Genre: Literary/Drama

Pages: 324


My first dance with Toni Morrison was everything but easy. Beloved is the novel that launched her into the immortal status that she possesses today, earning her the most distinctive awards, from the Pulitzer to the Nobel. It's also her most challenged book. The well-thinking often get offended when they have to read about the insane amount of pain they caused to the African-American people. And illustrate that pain Toni Morrison did. I have read beloved for the Back To The Classics Reading Challenge as my banned book, because I have wussed out of it many times in the past. I took my courage with both hands and dived into this very difficult, but strangely enthralling read.

The main problem I had with Beloved is that Toni Morrison seems to have enjoyed reminding me that English is not my first language.

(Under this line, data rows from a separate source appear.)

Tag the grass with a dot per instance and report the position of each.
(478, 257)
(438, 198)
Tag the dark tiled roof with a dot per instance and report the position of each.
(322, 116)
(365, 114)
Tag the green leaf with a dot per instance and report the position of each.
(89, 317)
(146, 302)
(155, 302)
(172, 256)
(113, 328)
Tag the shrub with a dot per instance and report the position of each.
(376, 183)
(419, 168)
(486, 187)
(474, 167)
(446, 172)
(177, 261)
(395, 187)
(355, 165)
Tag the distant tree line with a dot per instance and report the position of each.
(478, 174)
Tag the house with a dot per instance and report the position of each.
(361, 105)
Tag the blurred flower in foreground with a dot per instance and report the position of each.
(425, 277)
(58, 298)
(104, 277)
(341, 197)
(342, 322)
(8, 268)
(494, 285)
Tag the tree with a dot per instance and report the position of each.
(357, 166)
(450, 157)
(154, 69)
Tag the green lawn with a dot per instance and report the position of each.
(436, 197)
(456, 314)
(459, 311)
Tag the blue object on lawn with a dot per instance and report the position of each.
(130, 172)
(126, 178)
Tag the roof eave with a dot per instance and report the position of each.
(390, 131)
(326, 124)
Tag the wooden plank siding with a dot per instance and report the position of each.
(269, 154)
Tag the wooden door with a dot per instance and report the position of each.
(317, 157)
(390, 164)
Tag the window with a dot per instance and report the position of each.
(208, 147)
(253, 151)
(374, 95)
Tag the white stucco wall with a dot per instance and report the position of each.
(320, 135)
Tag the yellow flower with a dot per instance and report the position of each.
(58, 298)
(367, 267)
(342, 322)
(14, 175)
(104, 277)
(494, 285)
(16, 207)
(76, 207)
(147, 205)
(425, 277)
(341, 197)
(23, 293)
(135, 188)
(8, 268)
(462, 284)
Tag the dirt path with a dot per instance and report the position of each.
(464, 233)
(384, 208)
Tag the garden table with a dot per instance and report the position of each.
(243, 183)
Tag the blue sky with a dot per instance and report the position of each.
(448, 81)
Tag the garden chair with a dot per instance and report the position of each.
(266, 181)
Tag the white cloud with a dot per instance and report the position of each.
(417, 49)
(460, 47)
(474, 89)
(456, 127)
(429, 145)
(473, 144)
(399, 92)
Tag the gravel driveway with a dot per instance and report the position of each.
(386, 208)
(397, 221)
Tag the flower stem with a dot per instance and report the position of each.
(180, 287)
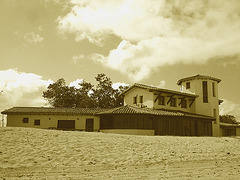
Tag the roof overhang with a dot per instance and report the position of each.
(198, 77)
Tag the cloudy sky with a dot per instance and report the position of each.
(152, 42)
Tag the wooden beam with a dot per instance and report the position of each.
(157, 97)
(170, 99)
(191, 102)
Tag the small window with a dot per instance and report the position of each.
(173, 102)
(184, 103)
(135, 100)
(213, 87)
(161, 100)
(25, 120)
(205, 92)
(37, 122)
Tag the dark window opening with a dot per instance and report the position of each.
(161, 100)
(25, 120)
(213, 87)
(184, 103)
(37, 122)
(173, 102)
(205, 92)
(135, 100)
(89, 125)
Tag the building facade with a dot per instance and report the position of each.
(147, 110)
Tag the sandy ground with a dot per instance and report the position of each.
(27, 153)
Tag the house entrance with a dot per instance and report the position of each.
(66, 124)
(89, 125)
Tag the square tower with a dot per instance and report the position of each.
(207, 102)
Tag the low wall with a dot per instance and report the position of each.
(129, 131)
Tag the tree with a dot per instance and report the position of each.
(228, 119)
(104, 94)
(58, 94)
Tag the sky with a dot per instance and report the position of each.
(153, 42)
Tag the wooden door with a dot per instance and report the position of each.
(66, 124)
(89, 125)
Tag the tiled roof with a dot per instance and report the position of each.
(152, 88)
(49, 110)
(161, 112)
(197, 77)
(98, 111)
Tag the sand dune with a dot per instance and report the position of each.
(27, 153)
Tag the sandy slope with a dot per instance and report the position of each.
(27, 153)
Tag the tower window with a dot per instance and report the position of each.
(173, 102)
(205, 91)
(135, 100)
(213, 87)
(37, 122)
(184, 103)
(25, 120)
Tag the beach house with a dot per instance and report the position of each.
(147, 110)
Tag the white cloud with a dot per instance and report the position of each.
(156, 33)
(117, 84)
(78, 58)
(32, 38)
(230, 108)
(76, 83)
(21, 89)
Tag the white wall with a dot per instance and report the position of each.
(129, 131)
(147, 97)
(205, 108)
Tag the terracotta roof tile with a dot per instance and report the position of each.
(43, 110)
(152, 88)
(161, 112)
(197, 77)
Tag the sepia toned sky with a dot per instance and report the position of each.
(153, 42)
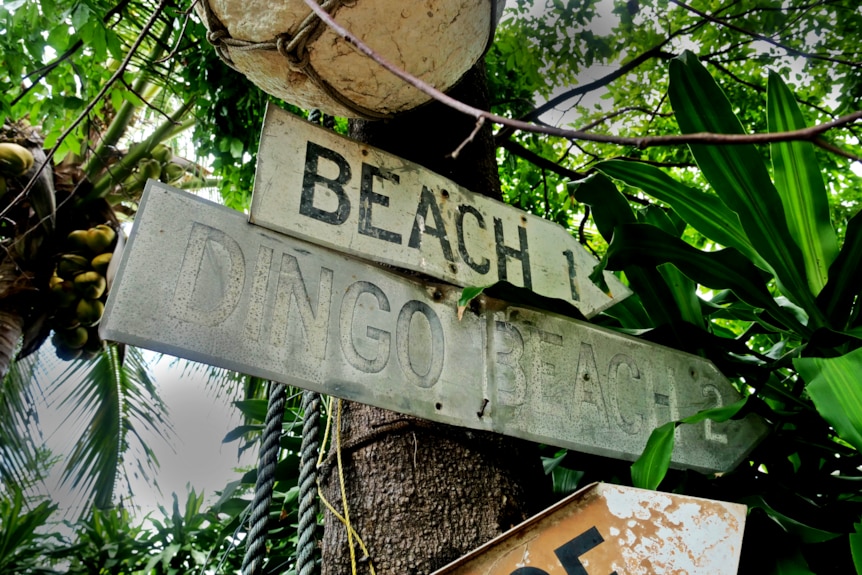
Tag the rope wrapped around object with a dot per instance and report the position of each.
(293, 46)
(256, 542)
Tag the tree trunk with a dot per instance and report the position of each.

I had to read the plot summary from Wikipedia afterward to make sure I understood everything. So the plot goes approximatively like this. Sethe is an ex-slave who's trying to rebuild her life with her daughter Denver in...a haunted house. Their crib, 124 , is holding some kind of malevolent spirit that like to torture its inhabitants. That presence happens to take human form as a little girl, Sethe's murdered daughter, Beloved. While this is happening, another ex-slave named Paul D is trying to court Sethe and get her family to mingle with the world outside of 124. The arrival of Beloved in her physical form messed things up though. It brings Sethe back emotionally big time and it forces her to tell Paul D the real story behind Beloved's ghastly apparition. Paul D is so disgusted by what he hears that he lifts off. From then, things get really weird.

There are many stylistic choice that Morrison made that I don't understand. There is a stability of perspective for about two hundred pages and then it all goes away. Some chapters are directly about Sethe and Beloved and some other have that weird distant point of view on them. Morrison seems preoccupied with her POV family some times and some random chapters, she rather talk about the slave condition as a whole. This is really weird. I also struggled with her sentence structure, which was really poetic, but didn't quite held the story together. Imagery+plot in a sentence is a pretty cool feet to have, but when it's in most sentences of your novel, you're going to have a very confused reader. On a mechanical aspect, Beloved was somewhat of a nightmare and made me feel dumb. Not good.

But. 

Being a talented writer, Toni Morrison included some interesting themes to juggle with. Beloved is basically a repressed memory for Sethe and her materialization is symbolic of the weight she presses on the family. Drama alters people, family and the very fabric of life in some circumstances. The very concept of ghost in literature (and especially in Beloved) also has to be taken within the perspective it's written from. Beloved is indeed a physical presence, but she also creates the distance in between Denver and her mother, by that weird bond she has with Sethe that goes way beyond physicality. Anyway. I finished Beloved last Monday with the weird impression that I was missing out on something evident. It's one of those books I'm not sure I want to read again, unless I have the proper time and dedication to give it. Slightly frustrating experience.